Though there was no sign of the day cooling anytime soon, there was no putting it off any longer – it was time to walk the couple of hundred metres over the road to Wave Rock itself.

Though there was only a trickle of tourists like us, they were enough to stop you getting a really good pic of this 14-metre-high, 100-metre-long marvel of geology. Also, morning would be a better time for photographing it. (And no, my suggesting a return first thing in the morning would not have gone down at all well. Roy had Had Enough.)
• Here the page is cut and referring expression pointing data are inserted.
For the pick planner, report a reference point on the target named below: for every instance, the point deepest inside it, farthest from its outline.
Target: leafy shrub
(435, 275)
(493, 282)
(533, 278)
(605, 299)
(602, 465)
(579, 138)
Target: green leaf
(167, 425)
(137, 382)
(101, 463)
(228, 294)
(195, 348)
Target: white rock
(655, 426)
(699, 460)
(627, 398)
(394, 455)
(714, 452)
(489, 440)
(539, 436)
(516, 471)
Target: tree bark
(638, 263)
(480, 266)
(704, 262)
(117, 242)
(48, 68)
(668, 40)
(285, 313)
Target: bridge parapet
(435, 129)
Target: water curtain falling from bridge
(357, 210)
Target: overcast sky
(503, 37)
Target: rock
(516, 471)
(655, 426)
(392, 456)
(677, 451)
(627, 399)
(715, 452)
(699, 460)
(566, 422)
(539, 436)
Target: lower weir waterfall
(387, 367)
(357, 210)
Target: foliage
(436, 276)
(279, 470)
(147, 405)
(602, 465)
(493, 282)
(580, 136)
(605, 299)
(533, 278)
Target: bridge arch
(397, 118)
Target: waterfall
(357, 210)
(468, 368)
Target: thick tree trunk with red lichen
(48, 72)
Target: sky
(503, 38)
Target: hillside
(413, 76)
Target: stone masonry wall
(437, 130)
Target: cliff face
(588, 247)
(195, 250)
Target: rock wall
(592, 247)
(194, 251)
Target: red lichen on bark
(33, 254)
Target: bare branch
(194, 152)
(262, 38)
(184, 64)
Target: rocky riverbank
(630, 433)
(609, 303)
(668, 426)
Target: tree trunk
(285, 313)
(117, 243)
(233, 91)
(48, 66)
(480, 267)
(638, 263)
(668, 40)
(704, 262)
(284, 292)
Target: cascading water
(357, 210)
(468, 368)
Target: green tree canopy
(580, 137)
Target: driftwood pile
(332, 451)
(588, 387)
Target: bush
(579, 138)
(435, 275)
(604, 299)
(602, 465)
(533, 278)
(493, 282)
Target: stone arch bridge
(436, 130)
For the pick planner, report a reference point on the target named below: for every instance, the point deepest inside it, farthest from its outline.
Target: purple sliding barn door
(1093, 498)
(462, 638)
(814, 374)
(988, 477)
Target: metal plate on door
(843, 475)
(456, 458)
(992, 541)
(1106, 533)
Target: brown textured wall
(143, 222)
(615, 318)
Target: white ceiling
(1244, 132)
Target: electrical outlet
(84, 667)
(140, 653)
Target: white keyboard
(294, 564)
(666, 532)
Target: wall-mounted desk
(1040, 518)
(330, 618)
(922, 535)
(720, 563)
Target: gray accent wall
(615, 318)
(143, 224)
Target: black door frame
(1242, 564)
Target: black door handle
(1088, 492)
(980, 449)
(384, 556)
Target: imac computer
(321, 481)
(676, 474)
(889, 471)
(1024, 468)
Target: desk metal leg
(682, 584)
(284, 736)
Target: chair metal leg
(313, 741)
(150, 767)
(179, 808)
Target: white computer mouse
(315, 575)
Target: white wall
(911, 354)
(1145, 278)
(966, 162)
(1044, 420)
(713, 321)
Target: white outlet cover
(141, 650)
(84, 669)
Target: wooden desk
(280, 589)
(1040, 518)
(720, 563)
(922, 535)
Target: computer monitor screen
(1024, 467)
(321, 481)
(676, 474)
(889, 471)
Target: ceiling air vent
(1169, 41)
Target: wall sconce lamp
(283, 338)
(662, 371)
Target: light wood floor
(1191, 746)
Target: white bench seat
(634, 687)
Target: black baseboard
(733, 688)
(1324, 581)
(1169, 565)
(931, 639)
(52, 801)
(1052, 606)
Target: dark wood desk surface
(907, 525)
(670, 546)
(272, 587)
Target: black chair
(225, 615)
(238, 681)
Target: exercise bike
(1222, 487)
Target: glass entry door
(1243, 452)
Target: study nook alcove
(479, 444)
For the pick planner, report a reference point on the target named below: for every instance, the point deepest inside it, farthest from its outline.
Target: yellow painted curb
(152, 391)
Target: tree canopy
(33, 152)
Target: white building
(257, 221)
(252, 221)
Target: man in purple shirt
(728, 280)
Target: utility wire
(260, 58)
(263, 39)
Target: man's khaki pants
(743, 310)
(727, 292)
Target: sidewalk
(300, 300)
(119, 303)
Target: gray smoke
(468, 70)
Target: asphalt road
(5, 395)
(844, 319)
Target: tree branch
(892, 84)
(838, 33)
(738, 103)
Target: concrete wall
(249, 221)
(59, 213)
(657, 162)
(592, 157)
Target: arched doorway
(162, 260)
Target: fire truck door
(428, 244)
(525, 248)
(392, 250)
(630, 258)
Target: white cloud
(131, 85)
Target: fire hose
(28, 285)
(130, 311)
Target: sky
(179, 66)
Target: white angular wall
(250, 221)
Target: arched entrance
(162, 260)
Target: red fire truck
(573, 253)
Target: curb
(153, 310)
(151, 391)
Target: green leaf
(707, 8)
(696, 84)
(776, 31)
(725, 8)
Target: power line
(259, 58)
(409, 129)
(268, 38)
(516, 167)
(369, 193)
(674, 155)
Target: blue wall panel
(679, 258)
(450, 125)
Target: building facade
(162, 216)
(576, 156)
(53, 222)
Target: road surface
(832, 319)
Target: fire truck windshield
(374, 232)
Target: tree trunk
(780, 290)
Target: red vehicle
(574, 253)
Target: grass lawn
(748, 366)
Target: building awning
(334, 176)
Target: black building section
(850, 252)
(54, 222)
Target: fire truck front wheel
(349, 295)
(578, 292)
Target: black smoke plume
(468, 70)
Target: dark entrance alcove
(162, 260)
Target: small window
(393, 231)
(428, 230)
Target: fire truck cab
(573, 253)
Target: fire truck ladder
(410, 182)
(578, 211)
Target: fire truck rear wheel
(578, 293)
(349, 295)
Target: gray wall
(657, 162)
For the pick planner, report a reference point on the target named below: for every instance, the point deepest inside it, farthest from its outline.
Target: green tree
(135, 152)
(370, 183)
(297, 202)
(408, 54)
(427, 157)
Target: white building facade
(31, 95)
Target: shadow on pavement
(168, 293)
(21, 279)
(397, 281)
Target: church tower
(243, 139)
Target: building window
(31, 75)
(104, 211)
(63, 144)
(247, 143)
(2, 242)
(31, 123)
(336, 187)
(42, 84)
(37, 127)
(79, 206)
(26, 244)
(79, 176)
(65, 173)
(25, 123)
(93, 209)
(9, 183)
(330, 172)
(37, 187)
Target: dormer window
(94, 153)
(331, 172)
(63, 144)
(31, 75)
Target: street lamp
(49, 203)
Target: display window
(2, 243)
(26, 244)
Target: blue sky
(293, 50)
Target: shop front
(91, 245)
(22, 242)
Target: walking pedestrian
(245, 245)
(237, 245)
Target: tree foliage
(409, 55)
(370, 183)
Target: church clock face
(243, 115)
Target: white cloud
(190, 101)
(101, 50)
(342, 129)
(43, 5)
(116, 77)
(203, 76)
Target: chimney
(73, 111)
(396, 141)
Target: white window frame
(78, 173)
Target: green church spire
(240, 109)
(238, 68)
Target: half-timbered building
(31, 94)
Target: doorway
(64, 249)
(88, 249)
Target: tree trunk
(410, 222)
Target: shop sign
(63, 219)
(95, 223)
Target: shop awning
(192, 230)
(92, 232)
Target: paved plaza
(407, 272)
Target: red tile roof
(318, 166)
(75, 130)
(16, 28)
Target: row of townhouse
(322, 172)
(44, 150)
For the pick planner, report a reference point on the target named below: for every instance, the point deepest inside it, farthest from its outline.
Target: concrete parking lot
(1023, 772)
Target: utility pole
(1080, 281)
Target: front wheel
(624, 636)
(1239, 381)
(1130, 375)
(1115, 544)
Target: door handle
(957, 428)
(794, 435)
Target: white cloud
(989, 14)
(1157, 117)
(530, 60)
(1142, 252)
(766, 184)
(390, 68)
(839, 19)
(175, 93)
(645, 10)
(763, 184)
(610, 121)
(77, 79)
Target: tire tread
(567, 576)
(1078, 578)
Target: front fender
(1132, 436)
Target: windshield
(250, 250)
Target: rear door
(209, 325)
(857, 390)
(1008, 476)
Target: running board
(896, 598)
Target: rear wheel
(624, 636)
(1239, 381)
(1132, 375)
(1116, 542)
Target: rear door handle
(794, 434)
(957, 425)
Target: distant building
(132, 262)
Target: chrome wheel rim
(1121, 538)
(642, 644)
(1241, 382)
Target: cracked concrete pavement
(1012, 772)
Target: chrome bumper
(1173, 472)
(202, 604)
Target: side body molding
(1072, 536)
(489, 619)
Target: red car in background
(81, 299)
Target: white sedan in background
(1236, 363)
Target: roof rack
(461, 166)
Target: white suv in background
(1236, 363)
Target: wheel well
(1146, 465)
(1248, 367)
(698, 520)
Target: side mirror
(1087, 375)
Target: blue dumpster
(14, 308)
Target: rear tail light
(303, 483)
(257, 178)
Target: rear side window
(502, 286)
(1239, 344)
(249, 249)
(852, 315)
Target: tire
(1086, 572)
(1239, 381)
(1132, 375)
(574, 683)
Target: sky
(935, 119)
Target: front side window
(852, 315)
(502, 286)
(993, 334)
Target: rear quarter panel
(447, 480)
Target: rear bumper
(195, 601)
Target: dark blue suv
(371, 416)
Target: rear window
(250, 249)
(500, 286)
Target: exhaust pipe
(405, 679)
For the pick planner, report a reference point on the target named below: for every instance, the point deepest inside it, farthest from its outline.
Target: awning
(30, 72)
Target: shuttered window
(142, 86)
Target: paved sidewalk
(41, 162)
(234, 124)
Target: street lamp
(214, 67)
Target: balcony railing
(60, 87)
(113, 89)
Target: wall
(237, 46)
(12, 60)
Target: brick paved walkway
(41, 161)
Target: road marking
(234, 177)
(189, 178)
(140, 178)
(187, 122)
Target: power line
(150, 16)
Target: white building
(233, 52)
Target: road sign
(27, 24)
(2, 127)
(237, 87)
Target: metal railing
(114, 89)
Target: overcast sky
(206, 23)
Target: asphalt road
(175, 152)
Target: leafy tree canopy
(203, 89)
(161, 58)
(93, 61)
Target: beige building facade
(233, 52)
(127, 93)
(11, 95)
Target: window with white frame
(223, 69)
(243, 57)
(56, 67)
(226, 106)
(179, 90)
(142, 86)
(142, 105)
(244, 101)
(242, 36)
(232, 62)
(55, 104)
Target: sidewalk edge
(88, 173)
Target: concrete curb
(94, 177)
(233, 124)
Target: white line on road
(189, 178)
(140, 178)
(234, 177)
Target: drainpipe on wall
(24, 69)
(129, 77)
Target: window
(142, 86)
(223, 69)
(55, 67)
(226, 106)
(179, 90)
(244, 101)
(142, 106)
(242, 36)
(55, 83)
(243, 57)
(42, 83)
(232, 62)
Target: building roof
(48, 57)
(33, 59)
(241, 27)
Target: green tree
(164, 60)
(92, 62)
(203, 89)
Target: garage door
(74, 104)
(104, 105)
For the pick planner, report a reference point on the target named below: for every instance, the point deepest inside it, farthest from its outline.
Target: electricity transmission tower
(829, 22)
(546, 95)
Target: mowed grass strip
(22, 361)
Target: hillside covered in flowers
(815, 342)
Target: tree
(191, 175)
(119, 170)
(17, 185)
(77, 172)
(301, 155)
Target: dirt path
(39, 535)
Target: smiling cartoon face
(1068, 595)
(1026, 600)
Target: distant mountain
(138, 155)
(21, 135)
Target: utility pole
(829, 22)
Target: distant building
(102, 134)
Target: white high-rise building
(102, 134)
Impossible to get a photo that didn’t have this couple in it; they refused to leave

Hippo’s Yawn

Having put poor Roy through all that – I thought he’d done very well in trying circumstances, even doing his best  “hang ten” pose – I left him at peace in the Wildflower Shoppe café with a copy of the West Australian and a flat white, while I headed off to explore the area.

This is Roy at a different café, with a different issue of the West Australian – but you get the idea

I wasn’t going to get to Mulka’s Cave, which is another 18km down the drag, so instead I did the 3km loop to Hippo’s Yawn. You follow a path around and to the left of Wave Rock, marked by some pretty good information boards. I didn’t spot one of the animals they mentioned; probably staying out of the blistering heat.

Not a bad resemblance to a yawning hippo, albeit a sadly toothless one

Next morning, bright and early (for us, that means at 10am, hotel kicking-out time), we headed south from Hyden for the coastal haven of Albany – you can’t imagine two more different places!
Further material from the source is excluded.